3. Determine the role of RGC-32 in the regulation of mitosis and response to DNA damage.
Using chemical genetics in tractable epithelial cell lines in which we have shown that RGC-32 promotes mitotic entry, we will examine the influence of RGC-32 on mitotic phenotypes and cell-cycle checkpoints through effects on CDK1 and PLK1.
4. Obtain molecular information on the structure and function of RGC-32 complexes.
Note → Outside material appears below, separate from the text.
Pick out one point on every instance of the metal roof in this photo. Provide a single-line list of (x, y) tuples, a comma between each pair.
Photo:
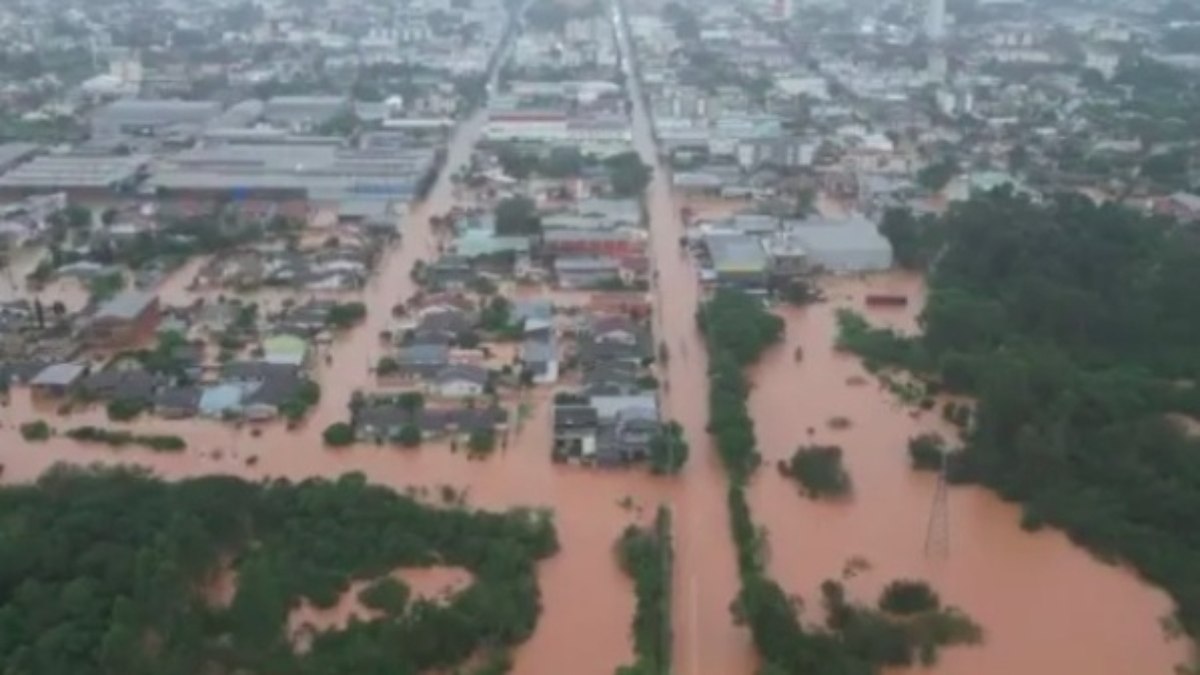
[(736, 252), (59, 375), (75, 171), (127, 305)]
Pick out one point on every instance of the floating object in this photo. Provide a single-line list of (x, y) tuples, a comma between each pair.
[(887, 300)]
With recombinant proteins, we will determine the mode, sites of association and effects of RGC-32 binding to CDK1-cyclin B1 and PLK1 using FRET-based binding assays and peptide substrate screening. We will also obtain 3D structures of RGC-32 complexes.

Who will benefit?
This research will provide direct benefit to the researchers employed on this grant in the form of training in new techniques and methods.The discipline-spanning nature of this research proposal on RGC-32 means that the beneficiaries of this research will include scientists across a wide number of fields both within the UK and internationally. These include researchers interested in mechanisms of viral transformation, cancer biology and basic translational control mechanisms. Our findings could also benefit clinicians treating EBV-associated tumours and other cancers where RGC-32 deregulation has been implicated. In the longer term the information we obtain on the regulation and function of RGC-32 could inform the design of future therapeutic strategies to target RGC-32 in EBV-associated and non-viral tumours. This could be of interest to the pharmaceutical industry, especially those sectors involved in drug development and design.
How will they benefit?
By carrying out this research the post-doctoral fellows will expand their skill set and receive training (as required) in a range of biochemical and molecular biology techniques, microscopy, protein-RNA interaction assays, cell-cycle analysis and RNAi techniques. This research will also benefit these researchers by increasing their academic knowledge of cell-cycle and translational control mechanisms by engaging with the literature and attending international meetings. They will benefit from further communication skill training when delivering poster and oral presentations.
This research will also enhance the knowledge economy by providing important new scientific knowledge that will help scientific progress across a number of disciplines that are being actively investigated globally.